4. M. B, ressortissant algérien, a sollicité le 5 juillet 2022 le bénéfice de l'aide médicale d'Etat. Au 1er avril 2022, le plafond précité pour un foyer composé d'une personne était de 9 571 euros par an. La décision attaquée a été prise au motif que M. B, salarié, a perçu un montant annuel de revenus de 17 661,82 euros supérieur au plafond précité.

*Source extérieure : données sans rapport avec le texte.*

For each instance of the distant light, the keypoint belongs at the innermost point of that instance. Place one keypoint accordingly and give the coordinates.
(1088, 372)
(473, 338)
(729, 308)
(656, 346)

Il résulte effectivement de l'instruction, notamment des bulletins de salaires versés au dossier, que M. B, salarié de la société Eusa Colors, a déclaré 15 764 euros de salaires au titre de l'année 2020, 17 487 euros de salaires au titre de l'année 2021, et perçoit en moyenne entre 1 500 et 1 700 euros par mois en 2022. Dans ces conditions, M. B n'est pas fondé à soutenir que la décision attaquée est entachée d'erreur d'appréciation.

5. Il résulte de ce qui précède que M. B n'est pas fondé à demander l'annulation de la décision attaquée.

D É C I D E :

Article 1er : La requête n° 2203680 de M. B est rejetée.

Article 2 : Le présent jugement sera notifié à M. A B et à la caisse d'allocations familiales de Vaucluse.

Rendu public par mise à disposition au greffe, le 21 avril 2023.

Le magistrat désigné,

J.B. C

Le greffier,

E. NIVARD

La République mande et ordonne à la préfète de Vaucluse en ce qui la concerne ou à tous commissaires de justice à ce requis en ce qui concerne les voies de droit commun contre les parties privées, de pourvoir à l'exécution de la présente décision.